Banks must inform FINMA appropriately and in good time if they are planning a merger. Under certain conditions, they must also request special authorisations and supply the requisite documentation.
Information for FINMA
As a rule, FINMA needs the following information to assess planned mergers from a regulatory perspective:
- purpose and reasons for the merger;
- integration of the acquired bank and any subsidiaries and foreign businesses into the acquiring bank’s structures and processes (including organisation chart);
- any staff changes;
- outsourcing agreements to be maintained, adapted or terminated;
- any changes to or migrations of IT infrastructure;
- timetable for the merger up to full operational integration.
Documents for FINMA
As a rule, the merging banks must provide the following documents:
- merger agreement and balance sheet;
- public records of the merger decisions, including articles of association and also decisions on capital increases where applicable;
- merger reports;
- amended regulations of the acquiring bank bearing a legally valid signature insofar as these require authorisation.

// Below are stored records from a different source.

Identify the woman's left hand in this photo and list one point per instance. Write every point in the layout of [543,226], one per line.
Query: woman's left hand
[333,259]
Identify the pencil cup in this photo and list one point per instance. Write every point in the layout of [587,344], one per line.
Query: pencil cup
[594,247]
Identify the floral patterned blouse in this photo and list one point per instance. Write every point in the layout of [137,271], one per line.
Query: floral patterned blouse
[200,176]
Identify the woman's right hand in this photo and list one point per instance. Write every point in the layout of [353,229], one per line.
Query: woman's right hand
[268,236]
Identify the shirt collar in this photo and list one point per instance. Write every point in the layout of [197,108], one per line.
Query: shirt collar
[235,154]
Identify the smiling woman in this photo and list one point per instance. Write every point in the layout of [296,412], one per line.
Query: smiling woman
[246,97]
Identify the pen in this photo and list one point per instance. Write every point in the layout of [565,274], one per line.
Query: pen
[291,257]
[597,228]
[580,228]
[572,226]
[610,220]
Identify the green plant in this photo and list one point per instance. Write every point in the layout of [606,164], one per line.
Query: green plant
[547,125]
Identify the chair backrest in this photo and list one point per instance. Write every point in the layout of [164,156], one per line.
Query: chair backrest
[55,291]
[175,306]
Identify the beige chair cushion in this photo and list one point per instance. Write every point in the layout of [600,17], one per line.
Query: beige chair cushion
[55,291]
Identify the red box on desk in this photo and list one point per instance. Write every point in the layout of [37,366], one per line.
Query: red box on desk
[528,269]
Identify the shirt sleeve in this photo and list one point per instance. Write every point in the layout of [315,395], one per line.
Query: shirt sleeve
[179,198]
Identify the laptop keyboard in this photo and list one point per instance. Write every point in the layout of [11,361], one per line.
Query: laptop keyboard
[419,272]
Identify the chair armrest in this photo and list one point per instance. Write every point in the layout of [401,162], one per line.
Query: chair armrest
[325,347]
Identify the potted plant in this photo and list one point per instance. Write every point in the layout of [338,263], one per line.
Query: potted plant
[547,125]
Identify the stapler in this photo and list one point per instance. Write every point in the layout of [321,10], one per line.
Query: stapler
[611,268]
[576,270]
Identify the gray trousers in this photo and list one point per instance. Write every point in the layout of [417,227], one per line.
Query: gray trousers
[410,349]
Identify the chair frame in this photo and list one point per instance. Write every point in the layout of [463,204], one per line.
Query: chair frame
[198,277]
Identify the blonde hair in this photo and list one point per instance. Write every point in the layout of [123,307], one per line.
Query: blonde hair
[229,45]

The merging banks’ regulatory audit firms must supply the following:
- audit report on the merger agreement and merger report
- confirmation that:
the acquiring bank can continue to comply in full with all licence conditions after the merger;
the planned internal organisation is compatible with the planned business, and
there are no objections to the acquired bank’s deletion from the Commercial Register.

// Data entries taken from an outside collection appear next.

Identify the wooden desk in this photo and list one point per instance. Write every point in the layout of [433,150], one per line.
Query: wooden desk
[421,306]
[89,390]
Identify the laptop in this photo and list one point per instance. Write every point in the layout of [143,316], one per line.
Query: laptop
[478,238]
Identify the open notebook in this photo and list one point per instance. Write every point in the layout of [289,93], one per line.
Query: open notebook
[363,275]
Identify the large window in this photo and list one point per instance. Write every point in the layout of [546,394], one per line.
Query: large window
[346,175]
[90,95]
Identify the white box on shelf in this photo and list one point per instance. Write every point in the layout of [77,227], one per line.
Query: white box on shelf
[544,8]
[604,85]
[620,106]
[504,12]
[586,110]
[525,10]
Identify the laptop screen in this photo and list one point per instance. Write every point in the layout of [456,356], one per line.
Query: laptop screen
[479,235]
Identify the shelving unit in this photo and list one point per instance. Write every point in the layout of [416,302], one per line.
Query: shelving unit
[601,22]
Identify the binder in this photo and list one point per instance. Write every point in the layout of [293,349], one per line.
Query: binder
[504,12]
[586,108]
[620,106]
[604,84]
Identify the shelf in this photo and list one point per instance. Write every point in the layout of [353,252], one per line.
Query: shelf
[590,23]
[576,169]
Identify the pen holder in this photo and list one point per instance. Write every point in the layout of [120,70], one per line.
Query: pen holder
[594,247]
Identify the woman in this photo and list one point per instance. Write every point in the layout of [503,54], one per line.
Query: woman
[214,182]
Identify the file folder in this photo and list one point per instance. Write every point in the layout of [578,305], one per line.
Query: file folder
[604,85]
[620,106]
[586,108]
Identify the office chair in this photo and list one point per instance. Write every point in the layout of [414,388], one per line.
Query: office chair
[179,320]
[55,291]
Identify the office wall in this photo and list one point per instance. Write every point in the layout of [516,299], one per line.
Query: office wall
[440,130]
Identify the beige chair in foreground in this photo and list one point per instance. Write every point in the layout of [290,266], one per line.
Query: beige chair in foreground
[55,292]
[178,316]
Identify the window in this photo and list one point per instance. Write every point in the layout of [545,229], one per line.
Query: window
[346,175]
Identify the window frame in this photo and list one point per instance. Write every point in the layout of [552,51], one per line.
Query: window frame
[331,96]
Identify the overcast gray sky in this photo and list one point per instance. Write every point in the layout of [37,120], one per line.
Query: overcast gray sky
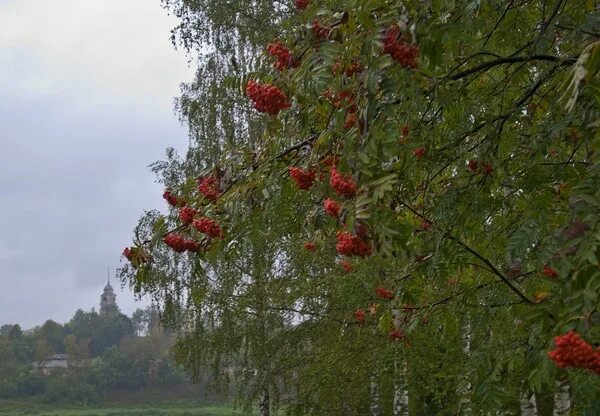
[86,92]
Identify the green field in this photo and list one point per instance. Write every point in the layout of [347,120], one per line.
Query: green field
[22,409]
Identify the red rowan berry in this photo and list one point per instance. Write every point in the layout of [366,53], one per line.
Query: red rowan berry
[346,265]
[332,208]
[394,45]
[187,214]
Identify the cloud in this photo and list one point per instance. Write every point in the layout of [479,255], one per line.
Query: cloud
[86,91]
[106,48]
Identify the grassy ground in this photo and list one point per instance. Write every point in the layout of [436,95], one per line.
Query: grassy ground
[23,409]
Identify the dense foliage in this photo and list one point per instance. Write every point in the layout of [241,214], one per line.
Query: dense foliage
[387,206]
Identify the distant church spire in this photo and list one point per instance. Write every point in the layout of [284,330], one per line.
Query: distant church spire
[108,299]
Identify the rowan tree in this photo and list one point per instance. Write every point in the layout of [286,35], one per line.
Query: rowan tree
[460,144]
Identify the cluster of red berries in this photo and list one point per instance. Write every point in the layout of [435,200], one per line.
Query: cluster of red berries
[187,214]
[352,245]
[384,293]
[285,59]
[173,200]
[346,265]
[310,246]
[572,351]
[180,244]
[302,178]
[549,271]
[208,226]
[359,315]
[321,32]
[209,187]
[475,167]
[419,152]
[301,4]
[332,208]
[403,53]
[267,98]
[343,185]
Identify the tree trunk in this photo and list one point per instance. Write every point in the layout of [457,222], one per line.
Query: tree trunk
[465,386]
[400,405]
[375,408]
[528,405]
[562,399]
[264,405]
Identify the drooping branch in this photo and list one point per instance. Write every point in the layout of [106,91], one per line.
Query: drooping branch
[510,60]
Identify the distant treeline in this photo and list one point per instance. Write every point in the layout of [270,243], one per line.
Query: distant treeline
[104,352]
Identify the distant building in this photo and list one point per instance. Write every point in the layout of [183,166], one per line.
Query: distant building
[58,362]
[52,363]
[108,300]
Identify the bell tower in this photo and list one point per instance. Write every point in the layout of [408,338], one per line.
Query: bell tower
[108,299]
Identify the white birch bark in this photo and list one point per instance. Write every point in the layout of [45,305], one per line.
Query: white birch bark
[264,405]
[465,387]
[401,398]
[528,405]
[375,408]
[400,405]
[562,399]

Creditor protection measures
Article 25 para. 2 of the Merger Act states that the merging banks must publish their plans several times to protect their creditors’ claims. Their regulatory audit firms must confirm to FINMA by the prescribed deadline that
- the required publications have taken place;
- where creditors and investors have asked for claims to be guaranteed, the bank has guaranteed them or proved that they will not be endangered after the merger;
- and all of the acquired bank’s assets and liabilities will be transferred in full to the acquiring bank’s balance sheet at their book value in line with the applicable accounting principles.
The term "bank" in each case includes securities dealers, as well as branches of foreign banks and securities dealers.